Introduction
Thank you. I would like to welcome you to seating, positioning and common clinical considerations. I have been doing seating and positioning for 15 years as an occupational therapist. I have worked mostly with a geriatric population, but also a little bit in pediatrics.
Learning Objectives
I hope that you will be able to identify common impairments that influence posture and positioning. We are also going to focus on identifying the common environmental influences on seating in a wheelchair. By the end of this presentation, you should be able to demonstrate an understanding of some restorative and compensatory treatment models for seating and positioning. Lastly, you should be able to define some various common treatment approaches to positioning, and, hopefully, you will go back into your clinic and be able to implement these. Our goal with seating and positioning is to find the right functional posture for an individual.
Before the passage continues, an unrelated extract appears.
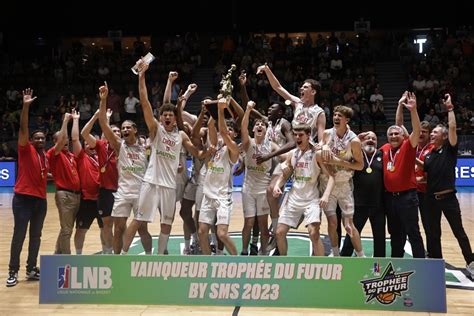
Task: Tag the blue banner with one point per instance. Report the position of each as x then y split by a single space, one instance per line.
386 284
We need to always be mindful that we do not sacrifice function by trying to correct position.
Optimal Seated Position
I am going to discuss what optimal seated position is, but it is important to remember that even though we want to maintain joints in a specific position, we need to keep function in mind. We want to have the head in a neutral position with the gaze going forward, shoulders in a neutral position of equal height, elbows at 90 degrees flexion on armrests and natural spinal curves maintained. A neutral pelvis is very critical with hips at 90 degrees flexion with some slight abduction and alignment in the shoulders and head. There should be equal weight bearing through both ischial tuberosities. The knees should be comfortably flexed, approximately 90 to 100 degrees and in line with the hips, with the back of the knees two inches away from the edge of the seat. The ankles should maintain a neutral position whenever possible with feet having a solid base of support on the ground or on foot pedals.